When the customs officer stamped ‘Polynésie Française’ into my passport, I was in disbelief. After decades of dreaming about the South Seas, had I actually made it? Or had my plane crashed somewhere en route, catapulting me straight up to heaven?
Days later as I boarded my plane home, I still had no idea. The line between paradise and reality was unclear.
For some unknown reason, I have been obsessed with the South Pacific since childhood. Maybe it was James Norman Hall’s depiction in Mutiny on the Bounty, or the eerie unnamed Pacific island in Lord of the Flies. Or of Neverland with its jagged volcanoes and lagoons.
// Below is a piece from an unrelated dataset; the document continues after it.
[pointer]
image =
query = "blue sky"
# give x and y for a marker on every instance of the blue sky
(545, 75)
To me, this faraway land seemed vibrant, mysterious and a little haunting.
As I set out, the Air Tahiti Nui boarding pass in my hand felt like a winning lottery ticket.
Touring the Island
I arrived into Papeete early in the morning. Instead of awkwardly loitering in the hotel lobby waiting for check-in, I decided to take a tour of the west coast of the island with “Unique Tahiti” tours. Truth be told, Tahiti itself is not as stunning as her alluring sister, Mo’orea, but to dabble in the island’s fascinating history for a few hours is a must.
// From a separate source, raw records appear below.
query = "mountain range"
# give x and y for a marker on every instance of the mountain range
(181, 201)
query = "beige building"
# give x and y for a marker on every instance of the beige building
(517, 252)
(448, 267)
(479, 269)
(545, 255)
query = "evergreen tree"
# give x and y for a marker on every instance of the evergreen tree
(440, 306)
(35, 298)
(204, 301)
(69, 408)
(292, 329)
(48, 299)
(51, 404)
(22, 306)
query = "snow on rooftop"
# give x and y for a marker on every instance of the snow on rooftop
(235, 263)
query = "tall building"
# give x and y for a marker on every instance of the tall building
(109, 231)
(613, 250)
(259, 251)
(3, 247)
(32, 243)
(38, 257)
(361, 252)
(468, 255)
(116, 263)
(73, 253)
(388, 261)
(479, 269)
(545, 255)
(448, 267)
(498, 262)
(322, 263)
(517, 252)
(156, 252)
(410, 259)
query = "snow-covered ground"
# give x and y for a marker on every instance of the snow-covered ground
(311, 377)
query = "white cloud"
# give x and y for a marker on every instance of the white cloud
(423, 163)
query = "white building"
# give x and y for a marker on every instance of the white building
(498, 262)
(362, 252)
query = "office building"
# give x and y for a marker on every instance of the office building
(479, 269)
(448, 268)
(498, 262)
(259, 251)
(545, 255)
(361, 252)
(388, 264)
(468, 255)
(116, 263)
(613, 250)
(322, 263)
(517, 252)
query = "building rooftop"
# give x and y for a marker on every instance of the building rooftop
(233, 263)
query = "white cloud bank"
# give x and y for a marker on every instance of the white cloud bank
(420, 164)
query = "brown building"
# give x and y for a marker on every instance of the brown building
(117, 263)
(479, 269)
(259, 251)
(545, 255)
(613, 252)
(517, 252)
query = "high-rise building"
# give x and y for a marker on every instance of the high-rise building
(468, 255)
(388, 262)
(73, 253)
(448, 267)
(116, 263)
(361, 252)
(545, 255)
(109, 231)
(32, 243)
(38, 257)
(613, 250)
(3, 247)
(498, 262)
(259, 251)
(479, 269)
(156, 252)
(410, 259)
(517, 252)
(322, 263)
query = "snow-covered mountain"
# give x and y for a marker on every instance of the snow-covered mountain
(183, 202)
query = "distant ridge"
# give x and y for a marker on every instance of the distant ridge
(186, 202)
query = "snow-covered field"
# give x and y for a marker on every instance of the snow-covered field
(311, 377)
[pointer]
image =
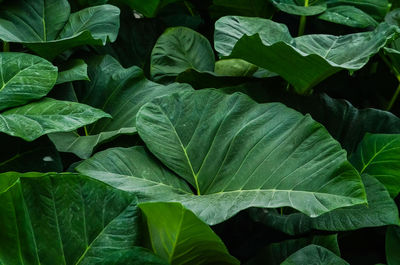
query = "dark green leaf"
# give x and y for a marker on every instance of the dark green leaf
(303, 61)
(48, 28)
(380, 211)
(68, 219)
(314, 254)
(24, 77)
(179, 49)
(46, 116)
(298, 7)
(349, 16)
(75, 70)
(178, 236)
(393, 245)
(378, 155)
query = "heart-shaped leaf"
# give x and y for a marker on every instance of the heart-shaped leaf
(23, 78)
(303, 61)
(48, 28)
(179, 49)
(31, 121)
(177, 235)
(68, 219)
(289, 158)
(378, 155)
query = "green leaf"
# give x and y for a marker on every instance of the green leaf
(296, 7)
(303, 61)
(178, 236)
(393, 245)
(83, 146)
(375, 8)
(380, 211)
(68, 219)
(46, 116)
(378, 155)
(276, 253)
(39, 156)
(349, 16)
(75, 70)
(149, 8)
(48, 28)
(179, 49)
(314, 255)
(250, 8)
(201, 136)
(23, 78)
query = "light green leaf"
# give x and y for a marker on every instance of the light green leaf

Tracey, my tour guide, was tall, nimble, and bright-eyed. She possessed an encyclopedia’s worth of knowledge about French Polynesia, filling my head with stories about France’s nuclear testing program, the island’s traffic problems and it’s burgeoning wine scene.
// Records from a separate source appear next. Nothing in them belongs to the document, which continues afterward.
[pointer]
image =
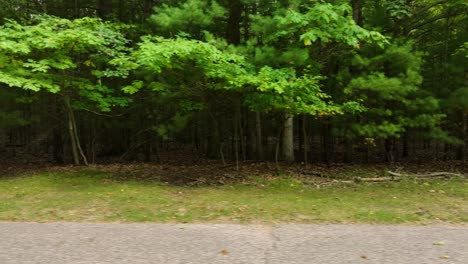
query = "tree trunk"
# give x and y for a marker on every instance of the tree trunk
(251, 145)
(305, 139)
(288, 138)
(233, 33)
(104, 9)
(72, 131)
(357, 11)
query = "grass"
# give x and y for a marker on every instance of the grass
(93, 196)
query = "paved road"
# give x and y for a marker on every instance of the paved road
(73, 243)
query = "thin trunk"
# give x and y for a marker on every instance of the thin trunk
(258, 122)
(305, 139)
(104, 9)
(288, 138)
(236, 138)
(251, 136)
(233, 33)
(77, 139)
(71, 132)
(357, 11)
(277, 148)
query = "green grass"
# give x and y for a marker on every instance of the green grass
(92, 196)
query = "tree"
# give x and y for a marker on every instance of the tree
(64, 58)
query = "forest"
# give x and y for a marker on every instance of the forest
(306, 81)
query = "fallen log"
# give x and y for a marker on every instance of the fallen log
(378, 179)
(427, 175)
We toured the Tiare valley, Vaimahuta waterfall, black sand beaches, and historical sites. We went shopping for black pearls. And at the end of my tour, Tracey dropped me at my hotel lobby with a much better understanding of this exotic archipelago.
Tahiti Ia Ora Beach Resort
My hotel, formerly known as the Le Meridien Tahiti, was exactly as I had expected it to be. White sand beach, pools, and restaurants. But most important of all…overwater bungalows.
As a kid, I would have sold my liver to spend one night in an overwater bungalow. Twenty years later, I finally did (with liver intact). Each of the resort’s bungalows has a private entrance, charming interior and unrivalled back patio view of crystal-clear water spanning in every direction.
Swimming with Sharks on Mo’orea
After a day of lazing at the beach, and a semi-disastrous day of scuba diving (courtesy of the Indo-Pacific ‘Man o’ War’), I decided to spend my final day visiting Mo’orea
My hotel arranged for me to join a ‘Motu Picnic’ day excursion off the coast of Mo’orea. To meet the tour group, I needed to take a short 45-minute ferry ride to the island and catch a bus to the boat launch point. As I rode on the front deck of the ferry, the jagged volcanic edges of Mount Routi rose out of the turquoise sea becoming grander and more impressive by the minute.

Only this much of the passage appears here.